Re: enable jumbos on newer re(4) devices

2015-02-20 Thread Stuart Henderson
On 2015/02/18 11:57, Jim Smith wrote:
 On Fri, Jan 23, 2015 at 11:26:53AM +1000, David Gwynne wrote:
  a compromise could be to advertise checksum offload to the stack,
  pass it on to the hardware for small frames but have the driver do
  it in software for the big ones?
 
 greetings,
 
 below are two diffs. the first allows re(4) chips to handle checksums
 in software for large packets. this allows the chip to advertise hardware
 checksums for regular packets and do it manually for jumbos, which the
 the hardware cannot do properly (at least for 8168D and 8168E chips, which
 i've tested).
 
 the second diff is the same as the previous jumbo diff i sent through,
 but does not disable hw csums for the 8168D and 8168E chips.
 
 the first will do nothing without the second, but the diff's goals
 are different enough that two make sense.
 
 thanks dlg@ for the original concept and for hammering square pegs into
 my round brain. feedback appreciated.

I'm not finding many re(4) machines to test it on here. I think I have a card
somewhere but haven't tracked it down yet. No regressions with this (non jumbo
capable) hardware..

re0 at pci2 dev 0 function 0 Realtek 8101E rev 0x02: RTL8102EL (0x2480), msi, 
address 00:23:8b:43:96:e6
rlphy0 at re0 phy 7: RTL8201L 10/100 PHY, rev. 1

..not that I would expect problems from reviewing the diffs.

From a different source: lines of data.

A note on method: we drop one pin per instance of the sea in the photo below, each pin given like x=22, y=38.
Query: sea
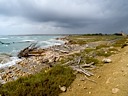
x=10, y=46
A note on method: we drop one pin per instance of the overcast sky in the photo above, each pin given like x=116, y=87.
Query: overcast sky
x=63, y=16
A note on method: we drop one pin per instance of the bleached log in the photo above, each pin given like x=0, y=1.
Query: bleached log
x=81, y=70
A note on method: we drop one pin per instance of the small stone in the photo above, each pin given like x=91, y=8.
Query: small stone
x=89, y=92
x=85, y=87
x=98, y=76
x=115, y=90
x=63, y=88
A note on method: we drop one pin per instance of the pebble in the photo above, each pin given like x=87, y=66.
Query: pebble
x=63, y=88
x=105, y=60
x=115, y=90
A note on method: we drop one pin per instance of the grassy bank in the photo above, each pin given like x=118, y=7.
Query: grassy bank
x=45, y=83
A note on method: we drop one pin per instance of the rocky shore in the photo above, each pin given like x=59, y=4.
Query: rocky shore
x=43, y=58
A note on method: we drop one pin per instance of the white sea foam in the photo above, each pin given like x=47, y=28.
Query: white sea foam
x=28, y=40
x=11, y=63
x=4, y=38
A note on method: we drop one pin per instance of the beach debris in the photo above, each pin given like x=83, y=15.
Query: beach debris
x=106, y=60
x=63, y=88
x=26, y=52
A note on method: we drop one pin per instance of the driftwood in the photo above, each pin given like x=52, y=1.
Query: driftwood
x=26, y=52
x=81, y=70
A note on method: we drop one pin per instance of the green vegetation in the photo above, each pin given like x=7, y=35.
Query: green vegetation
x=120, y=42
x=41, y=84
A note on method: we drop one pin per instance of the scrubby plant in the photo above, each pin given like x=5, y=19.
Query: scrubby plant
x=41, y=84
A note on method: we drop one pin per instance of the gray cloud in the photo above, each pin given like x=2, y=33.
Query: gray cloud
x=71, y=16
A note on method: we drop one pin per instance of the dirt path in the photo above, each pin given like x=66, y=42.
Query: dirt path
x=112, y=79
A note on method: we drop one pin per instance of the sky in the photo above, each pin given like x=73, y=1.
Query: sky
x=63, y=16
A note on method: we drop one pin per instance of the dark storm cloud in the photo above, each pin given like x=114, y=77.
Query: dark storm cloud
x=82, y=15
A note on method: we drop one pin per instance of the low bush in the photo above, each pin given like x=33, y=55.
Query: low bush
x=40, y=84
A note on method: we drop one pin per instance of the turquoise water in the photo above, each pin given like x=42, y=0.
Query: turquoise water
x=13, y=44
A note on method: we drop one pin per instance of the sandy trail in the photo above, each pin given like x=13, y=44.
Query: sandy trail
x=112, y=79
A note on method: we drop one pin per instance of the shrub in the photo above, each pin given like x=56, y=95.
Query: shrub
x=41, y=84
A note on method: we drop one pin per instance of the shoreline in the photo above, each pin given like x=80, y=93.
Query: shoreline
x=44, y=58
x=26, y=66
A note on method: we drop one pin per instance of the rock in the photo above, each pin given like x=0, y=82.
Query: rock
x=63, y=88
x=115, y=90
x=106, y=60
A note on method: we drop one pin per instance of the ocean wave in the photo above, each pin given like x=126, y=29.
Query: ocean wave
x=51, y=42
x=4, y=38
x=29, y=40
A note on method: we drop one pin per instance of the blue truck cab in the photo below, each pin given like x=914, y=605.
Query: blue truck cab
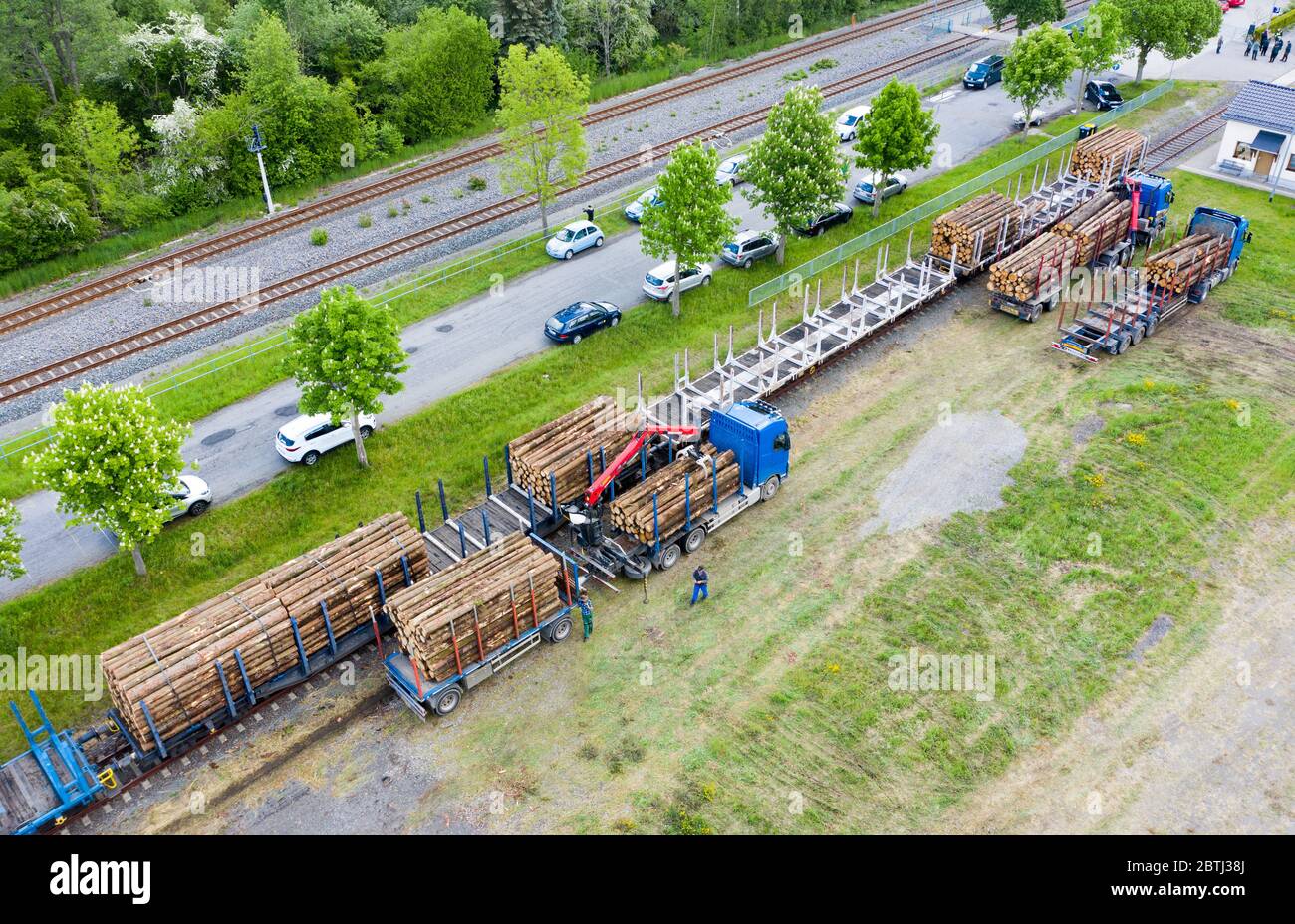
x=1207, y=220
x=1156, y=195
x=758, y=435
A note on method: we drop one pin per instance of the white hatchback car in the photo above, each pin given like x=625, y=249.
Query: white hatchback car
x=309, y=437
x=189, y=495
x=660, y=281
x=847, y=123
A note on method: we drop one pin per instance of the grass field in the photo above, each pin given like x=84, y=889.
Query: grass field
x=105, y=603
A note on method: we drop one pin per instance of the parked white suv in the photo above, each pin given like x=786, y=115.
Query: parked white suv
x=189, y=495
x=309, y=437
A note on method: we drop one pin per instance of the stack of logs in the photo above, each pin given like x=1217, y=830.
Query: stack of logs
x=1100, y=221
x=1105, y=155
x=982, y=219
x=565, y=447
x=172, y=669
x=467, y=611
x=633, y=512
x=1036, y=266
x=1181, y=264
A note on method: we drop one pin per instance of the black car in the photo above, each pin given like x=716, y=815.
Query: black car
x=984, y=72
x=1102, y=95
x=838, y=215
x=581, y=319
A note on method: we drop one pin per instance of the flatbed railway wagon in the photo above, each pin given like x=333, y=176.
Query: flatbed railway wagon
x=1141, y=305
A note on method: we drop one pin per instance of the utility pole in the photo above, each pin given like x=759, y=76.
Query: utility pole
x=257, y=145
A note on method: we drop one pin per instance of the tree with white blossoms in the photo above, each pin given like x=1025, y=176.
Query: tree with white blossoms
x=345, y=353
x=113, y=461
x=11, y=541
x=794, y=169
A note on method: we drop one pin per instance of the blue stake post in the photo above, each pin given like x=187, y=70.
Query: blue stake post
x=242, y=669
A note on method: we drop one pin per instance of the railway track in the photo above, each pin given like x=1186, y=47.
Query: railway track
x=319, y=276
x=1189, y=137
x=76, y=297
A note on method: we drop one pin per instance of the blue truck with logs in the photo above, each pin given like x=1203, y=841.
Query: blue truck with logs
x=1136, y=305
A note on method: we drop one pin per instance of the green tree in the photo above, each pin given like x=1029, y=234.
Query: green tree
x=11, y=541
x=794, y=171
x=1177, y=29
x=1039, y=65
x=113, y=460
x=345, y=354
x=895, y=134
x=1100, y=44
x=618, y=30
x=40, y=220
x=95, y=149
x=438, y=76
x=1027, y=12
x=540, y=105
x=691, y=224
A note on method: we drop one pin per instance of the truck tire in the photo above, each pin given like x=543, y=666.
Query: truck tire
x=558, y=631
x=448, y=700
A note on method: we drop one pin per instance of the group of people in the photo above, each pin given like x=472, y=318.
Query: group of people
x=1264, y=46
x=700, y=578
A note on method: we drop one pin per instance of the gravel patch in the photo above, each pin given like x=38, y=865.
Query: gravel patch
x=958, y=466
x=290, y=253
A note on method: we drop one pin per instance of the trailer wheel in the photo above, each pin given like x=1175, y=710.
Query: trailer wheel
x=560, y=630
x=448, y=700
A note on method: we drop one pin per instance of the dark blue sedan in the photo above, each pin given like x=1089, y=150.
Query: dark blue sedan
x=581, y=319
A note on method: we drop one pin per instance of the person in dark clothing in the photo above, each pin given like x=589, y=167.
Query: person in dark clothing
x=586, y=612
x=699, y=579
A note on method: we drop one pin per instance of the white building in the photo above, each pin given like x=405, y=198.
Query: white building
x=1256, y=140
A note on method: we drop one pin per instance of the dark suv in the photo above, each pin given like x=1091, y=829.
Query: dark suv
x=984, y=73
x=581, y=319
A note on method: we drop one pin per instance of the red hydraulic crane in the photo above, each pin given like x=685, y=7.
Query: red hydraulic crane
x=595, y=493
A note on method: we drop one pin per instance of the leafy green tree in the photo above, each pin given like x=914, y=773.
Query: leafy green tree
x=620, y=30
x=691, y=224
x=113, y=461
x=345, y=354
x=1027, y=12
x=1039, y=65
x=895, y=134
x=1100, y=44
x=95, y=149
x=1177, y=29
x=42, y=220
x=794, y=171
x=532, y=22
x=540, y=105
x=438, y=76
x=57, y=44
x=11, y=541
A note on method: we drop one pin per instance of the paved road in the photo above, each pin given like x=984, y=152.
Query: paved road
x=453, y=349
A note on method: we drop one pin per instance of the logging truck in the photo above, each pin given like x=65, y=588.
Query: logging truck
x=1138, y=308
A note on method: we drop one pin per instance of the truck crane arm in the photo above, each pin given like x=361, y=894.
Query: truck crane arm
x=595, y=493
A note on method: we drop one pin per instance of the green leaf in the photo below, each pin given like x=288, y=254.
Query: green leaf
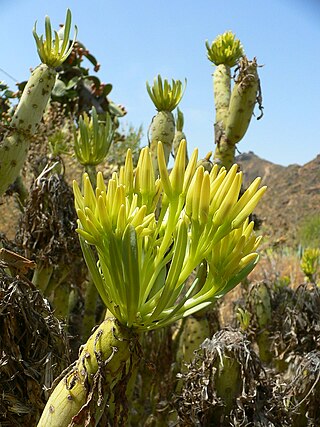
x=130, y=259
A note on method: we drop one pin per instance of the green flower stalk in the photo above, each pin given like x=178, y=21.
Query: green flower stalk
x=179, y=134
x=243, y=100
x=140, y=255
x=224, y=52
x=14, y=147
x=166, y=98
x=234, y=109
x=92, y=139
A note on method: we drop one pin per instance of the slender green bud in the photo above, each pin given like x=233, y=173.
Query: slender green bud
x=165, y=97
x=179, y=134
x=15, y=145
x=92, y=139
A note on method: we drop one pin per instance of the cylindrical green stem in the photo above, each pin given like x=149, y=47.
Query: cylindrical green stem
x=224, y=153
x=15, y=146
x=81, y=396
x=162, y=129
x=222, y=92
x=90, y=304
x=242, y=102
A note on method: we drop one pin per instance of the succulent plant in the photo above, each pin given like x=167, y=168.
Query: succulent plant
x=146, y=254
x=28, y=114
x=166, y=98
x=234, y=109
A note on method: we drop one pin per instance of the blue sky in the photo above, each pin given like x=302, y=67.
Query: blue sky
x=136, y=40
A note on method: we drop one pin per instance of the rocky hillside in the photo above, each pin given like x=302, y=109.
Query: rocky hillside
x=293, y=194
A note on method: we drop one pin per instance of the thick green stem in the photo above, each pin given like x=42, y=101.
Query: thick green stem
x=14, y=147
x=95, y=380
x=162, y=129
x=242, y=102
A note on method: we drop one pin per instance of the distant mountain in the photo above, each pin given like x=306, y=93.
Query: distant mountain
x=293, y=194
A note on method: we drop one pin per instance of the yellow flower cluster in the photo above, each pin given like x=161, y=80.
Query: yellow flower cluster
x=150, y=235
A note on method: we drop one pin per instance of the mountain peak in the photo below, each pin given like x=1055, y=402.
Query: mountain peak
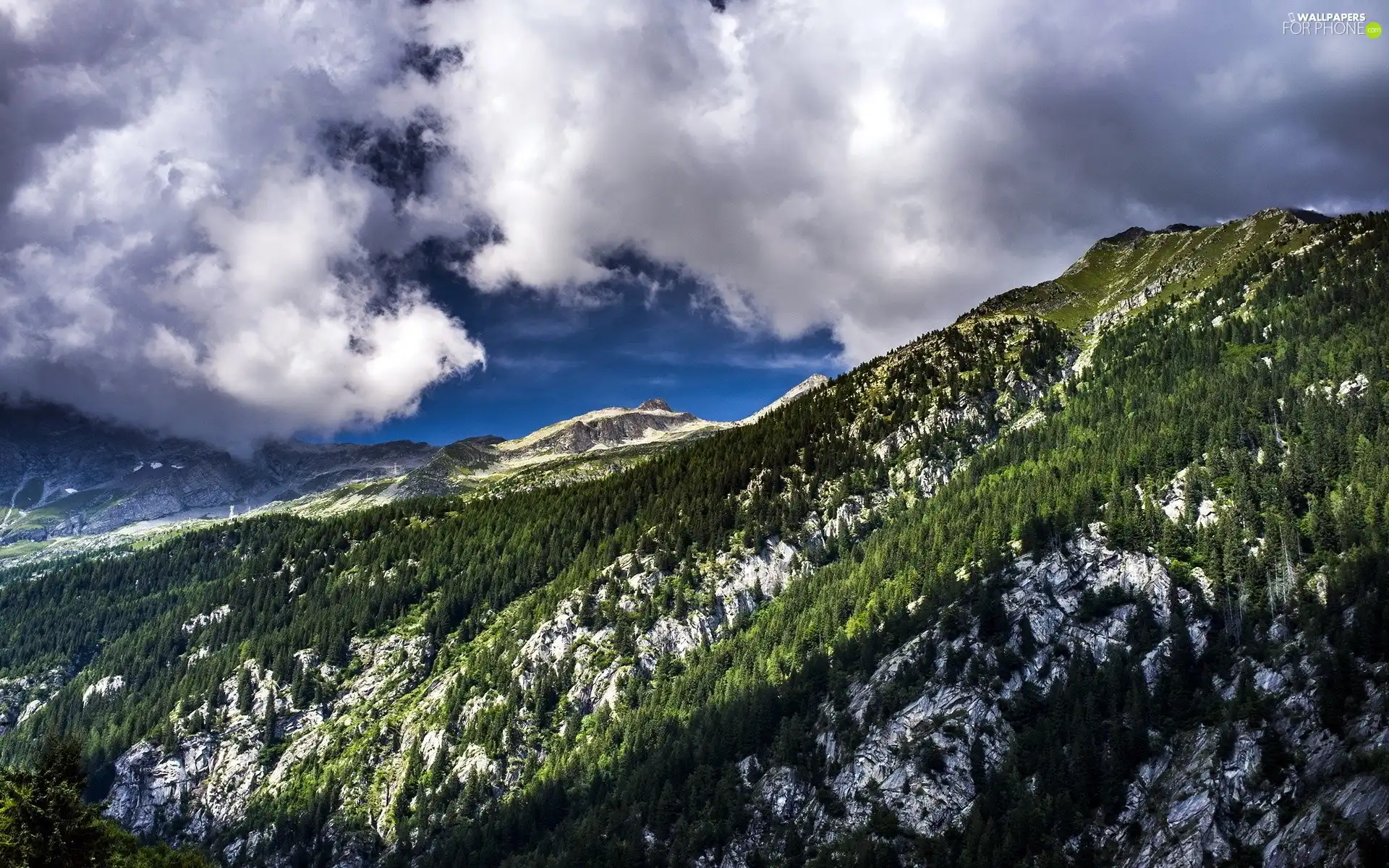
x=810, y=383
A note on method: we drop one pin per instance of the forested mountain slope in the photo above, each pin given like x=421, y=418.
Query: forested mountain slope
x=1095, y=575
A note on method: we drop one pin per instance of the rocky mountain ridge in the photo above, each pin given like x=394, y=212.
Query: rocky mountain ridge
x=64, y=475
x=1025, y=590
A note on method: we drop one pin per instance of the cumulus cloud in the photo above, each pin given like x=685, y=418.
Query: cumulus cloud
x=178, y=249
x=878, y=166
x=182, y=243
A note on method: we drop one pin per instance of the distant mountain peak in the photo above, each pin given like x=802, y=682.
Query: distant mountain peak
x=804, y=386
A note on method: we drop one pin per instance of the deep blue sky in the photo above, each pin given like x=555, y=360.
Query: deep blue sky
x=551, y=360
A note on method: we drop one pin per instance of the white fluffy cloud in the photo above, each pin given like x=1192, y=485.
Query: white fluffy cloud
x=178, y=252
x=179, y=249
x=878, y=166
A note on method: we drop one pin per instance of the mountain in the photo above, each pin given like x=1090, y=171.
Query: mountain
x=1095, y=575
x=63, y=474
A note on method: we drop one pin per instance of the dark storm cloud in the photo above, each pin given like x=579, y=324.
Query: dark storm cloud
x=195, y=195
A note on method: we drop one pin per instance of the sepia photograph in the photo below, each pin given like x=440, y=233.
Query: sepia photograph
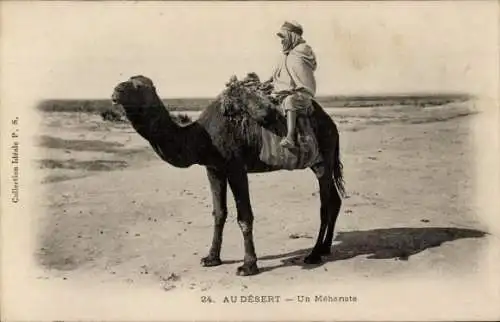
x=257, y=161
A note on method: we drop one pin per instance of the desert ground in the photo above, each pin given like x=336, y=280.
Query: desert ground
x=115, y=213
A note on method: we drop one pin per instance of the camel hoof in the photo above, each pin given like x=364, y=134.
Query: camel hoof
x=247, y=270
x=312, y=259
x=324, y=251
x=210, y=261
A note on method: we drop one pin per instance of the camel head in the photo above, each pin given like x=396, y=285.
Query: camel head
x=136, y=94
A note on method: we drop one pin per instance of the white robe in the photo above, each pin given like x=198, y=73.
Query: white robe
x=295, y=72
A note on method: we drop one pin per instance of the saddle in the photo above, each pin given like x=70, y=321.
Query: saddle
x=253, y=99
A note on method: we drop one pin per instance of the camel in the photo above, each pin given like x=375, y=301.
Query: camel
x=228, y=147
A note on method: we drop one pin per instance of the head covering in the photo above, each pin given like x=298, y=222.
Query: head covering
x=291, y=26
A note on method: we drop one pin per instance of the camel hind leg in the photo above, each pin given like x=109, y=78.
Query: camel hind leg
x=218, y=187
x=238, y=181
x=335, y=204
x=326, y=189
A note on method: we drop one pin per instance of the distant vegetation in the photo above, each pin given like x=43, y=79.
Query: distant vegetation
x=197, y=104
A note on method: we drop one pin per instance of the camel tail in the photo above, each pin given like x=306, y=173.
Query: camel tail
x=338, y=175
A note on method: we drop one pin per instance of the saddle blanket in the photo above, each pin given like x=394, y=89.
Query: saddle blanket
x=303, y=155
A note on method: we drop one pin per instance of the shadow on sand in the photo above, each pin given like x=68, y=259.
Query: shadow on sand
x=397, y=243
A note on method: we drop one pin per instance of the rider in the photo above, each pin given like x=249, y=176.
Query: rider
x=293, y=79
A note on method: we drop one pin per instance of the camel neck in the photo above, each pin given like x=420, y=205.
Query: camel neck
x=173, y=143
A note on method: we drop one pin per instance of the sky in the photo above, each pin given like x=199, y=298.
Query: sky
x=83, y=49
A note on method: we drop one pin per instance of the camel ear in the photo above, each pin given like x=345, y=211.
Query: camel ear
x=138, y=81
x=135, y=82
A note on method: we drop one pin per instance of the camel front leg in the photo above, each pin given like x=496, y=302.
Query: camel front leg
x=218, y=187
x=238, y=181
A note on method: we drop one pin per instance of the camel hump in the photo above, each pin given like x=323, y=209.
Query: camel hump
x=251, y=98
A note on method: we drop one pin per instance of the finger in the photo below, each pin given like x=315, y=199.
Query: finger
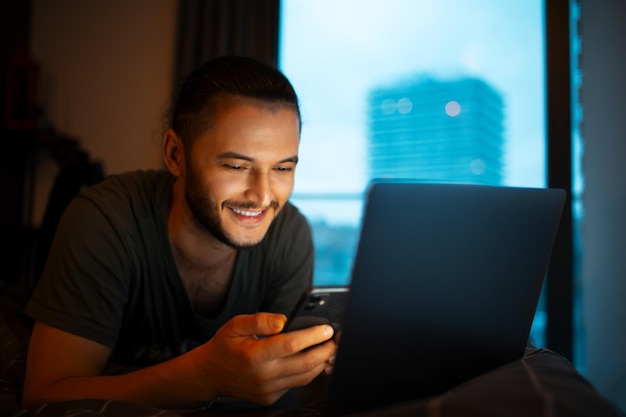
x=259, y=324
x=298, y=340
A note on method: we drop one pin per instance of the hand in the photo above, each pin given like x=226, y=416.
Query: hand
x=250, y=359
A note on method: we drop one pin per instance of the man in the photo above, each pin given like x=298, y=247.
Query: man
x=184, y=276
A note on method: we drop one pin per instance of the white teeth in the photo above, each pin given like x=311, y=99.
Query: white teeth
x=247, y=213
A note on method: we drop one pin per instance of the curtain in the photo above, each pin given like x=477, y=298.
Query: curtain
x=211, y=28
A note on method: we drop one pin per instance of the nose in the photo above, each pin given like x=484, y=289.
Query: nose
x=260, y=189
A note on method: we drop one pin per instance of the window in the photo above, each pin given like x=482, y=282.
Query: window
x=444, y=90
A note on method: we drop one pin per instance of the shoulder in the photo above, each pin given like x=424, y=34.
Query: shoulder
x=134, y=183
x=136, y=192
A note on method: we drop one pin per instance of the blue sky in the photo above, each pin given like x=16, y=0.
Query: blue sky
x=336, y=51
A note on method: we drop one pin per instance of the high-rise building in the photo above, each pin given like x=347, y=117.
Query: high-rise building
x=437, y=130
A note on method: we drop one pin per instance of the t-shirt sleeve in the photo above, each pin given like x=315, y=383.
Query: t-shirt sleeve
x=293, y=256
x=84, y=287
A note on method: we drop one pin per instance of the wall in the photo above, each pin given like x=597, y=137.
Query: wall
x=107, y=68
x=106, y=78
x=603, y=130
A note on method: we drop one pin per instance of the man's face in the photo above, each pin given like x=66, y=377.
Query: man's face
x=241, y=171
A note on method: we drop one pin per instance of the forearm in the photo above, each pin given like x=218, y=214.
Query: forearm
x=177, y=383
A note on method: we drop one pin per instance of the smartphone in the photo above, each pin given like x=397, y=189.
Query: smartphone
x=319, y=305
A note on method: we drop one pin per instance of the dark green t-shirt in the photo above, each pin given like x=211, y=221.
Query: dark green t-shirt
x=111, y=275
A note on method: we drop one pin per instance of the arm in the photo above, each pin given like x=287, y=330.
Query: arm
x=235, y=363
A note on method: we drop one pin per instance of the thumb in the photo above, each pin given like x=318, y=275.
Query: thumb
x=259, y=324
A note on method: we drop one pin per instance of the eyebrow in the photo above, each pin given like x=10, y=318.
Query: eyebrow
x=235, y=155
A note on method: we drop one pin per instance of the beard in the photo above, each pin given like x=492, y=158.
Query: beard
x=206, y=213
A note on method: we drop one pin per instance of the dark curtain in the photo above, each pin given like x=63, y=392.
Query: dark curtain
x=211, y=28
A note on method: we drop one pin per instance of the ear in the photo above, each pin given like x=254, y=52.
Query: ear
x=174, y=153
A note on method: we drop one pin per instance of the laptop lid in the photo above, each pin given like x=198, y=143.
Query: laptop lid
x=444, y=287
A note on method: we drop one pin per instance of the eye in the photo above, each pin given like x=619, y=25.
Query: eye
x=234, y=167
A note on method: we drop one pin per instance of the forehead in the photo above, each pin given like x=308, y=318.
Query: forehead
x=248, y=123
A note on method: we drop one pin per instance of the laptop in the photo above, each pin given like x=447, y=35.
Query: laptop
x=444, y=287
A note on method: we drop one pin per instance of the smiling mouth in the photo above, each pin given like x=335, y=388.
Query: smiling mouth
x=246, y=213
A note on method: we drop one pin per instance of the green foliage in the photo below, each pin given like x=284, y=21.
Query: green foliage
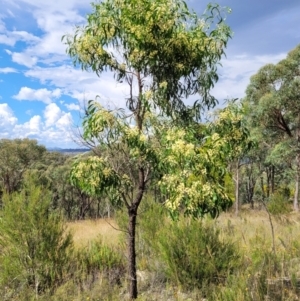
x=163, y=41
x=279, y=204
x=195, y=255
x=99, y=258
x=17, y=156
x=35, y=248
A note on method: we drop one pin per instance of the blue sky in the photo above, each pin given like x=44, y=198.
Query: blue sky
x=42, y=94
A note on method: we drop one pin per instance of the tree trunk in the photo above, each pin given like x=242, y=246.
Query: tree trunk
x=237, y=184
x=296, y=196
x=133, y=292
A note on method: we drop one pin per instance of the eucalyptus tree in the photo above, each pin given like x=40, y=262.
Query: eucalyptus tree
x=274, y=94
x=17, y=156
x=165, y=53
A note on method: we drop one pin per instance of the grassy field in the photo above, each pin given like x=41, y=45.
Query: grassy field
x=89, y=230
x=269, y=269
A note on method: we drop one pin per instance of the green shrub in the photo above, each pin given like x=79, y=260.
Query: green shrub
x=279, y=204
x=35, y=249
x=99, y=259
x=194, y=254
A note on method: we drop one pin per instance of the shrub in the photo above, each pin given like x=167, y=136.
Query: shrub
x=35, y=249
x=279, y=204
x=194, y=254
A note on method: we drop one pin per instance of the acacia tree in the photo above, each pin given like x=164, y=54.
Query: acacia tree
x=165, y=53
x=273, y=95
x=17, y=156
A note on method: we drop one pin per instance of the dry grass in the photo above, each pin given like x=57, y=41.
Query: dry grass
x=253, y=226
x=88, y=230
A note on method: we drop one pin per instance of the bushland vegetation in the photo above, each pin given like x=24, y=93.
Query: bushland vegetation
x=158, y=175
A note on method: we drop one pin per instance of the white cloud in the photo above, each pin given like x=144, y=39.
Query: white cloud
x=7, y=120
x=52, y=113
x=236, y=72
x=43, y=95
x=72, y=107
x=8, y=70
x=23, y=58
x=32, y=127
x=64, y=122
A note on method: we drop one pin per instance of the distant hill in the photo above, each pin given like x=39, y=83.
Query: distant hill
x=68, y=150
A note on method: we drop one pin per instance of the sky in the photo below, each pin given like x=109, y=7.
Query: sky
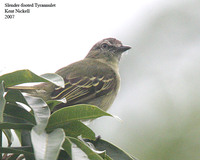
x=47, y=39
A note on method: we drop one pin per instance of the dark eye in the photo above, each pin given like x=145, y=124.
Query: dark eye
x=104, y=46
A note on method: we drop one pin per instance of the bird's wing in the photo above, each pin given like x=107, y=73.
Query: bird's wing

OK for the first diff. It changes nothing for existing cases, and only
has an effect when both 1) second diff is applied and 2) mtu is raised.

Second diff I'm pretty much OK with but considering the time we're at in
the release cycle and the number of different re devices existing, it would
be nice to have more reports.



Re: enable jumbos on newer re(4) devices

2015-02-20 Thread David Gwynne

 On 20 Feb 2015, at 10:52 pm, Stuart Henderson st...@openbsd.org wrote:
 
 On 2015/02/18 11:57, Jim Smith wrote:
 On Fri, Jan 23, 2015 at 11:26:53AM +1000, David Gwynne wrote:
 a compromise could be to advertise checksum offload to the stack,
 pass it on to the hardware for small frames but have the driver do
 it in software for the big ones?
 
 greetings,
 
 below are two diffs. the first allows re(4) chips to handle checksums
 in software for large packets. this allows the chip to advertise hardware
 checksums for regular packets and do it manually for jumbos, which the
 the hardware cannot do properly (at least for 8168D and 8168E chips, which
 i've tested).
 
 the second diff is the same as the previous jumbo diff i sent through,
 but does not disable hw csums for the 8168D and 8168E chips.
 
 the first will do nothing without the second, but the diff's goals
 are different enough that two make sense.
 
 thanks dlg@ for the original concept and for hammering square pegs into
 my round brain. feedback appreciated.
 
 I'm not finding many re(4) machines to test it on here. I think I have a card
 somewhere but haven't tracked it down yet. No regressions with this (non jumbo
 capable) hardware..
 
 re0 at pci2 dev 0 function 0 Realtek 8101E rev 0x02: RTL8102EL (0x2480), 
 msi, address 00:23:8b:43:96:e6
 rlphy0 at re0 phy 7: RTL8201L 10/100 PHY, rev. 1
 
 ..not that I would expect problems from reviewing the diffs.
 
 OK for the first diff. It changes nothing for existing cases, and only
 has an effect when both 1) second diff is applied and 2) mtu is raised.
 
 Second diff I'm pretty much OK with but considering the time we're at in
 the release cycle and the number of different re devices existing, it would
 be nice to have more reports.

its working for me on landisk:

re0 at pci0 dev 0 function 0 Realtek 8139 rev 0x20: RTL8139C+ (0x7480), irq 
5, address 00:a0:b0:70:cc:8b
rlphy0 at re0 phy 0: RTL internal PHY

but yes, i agree regarding testing on more chips.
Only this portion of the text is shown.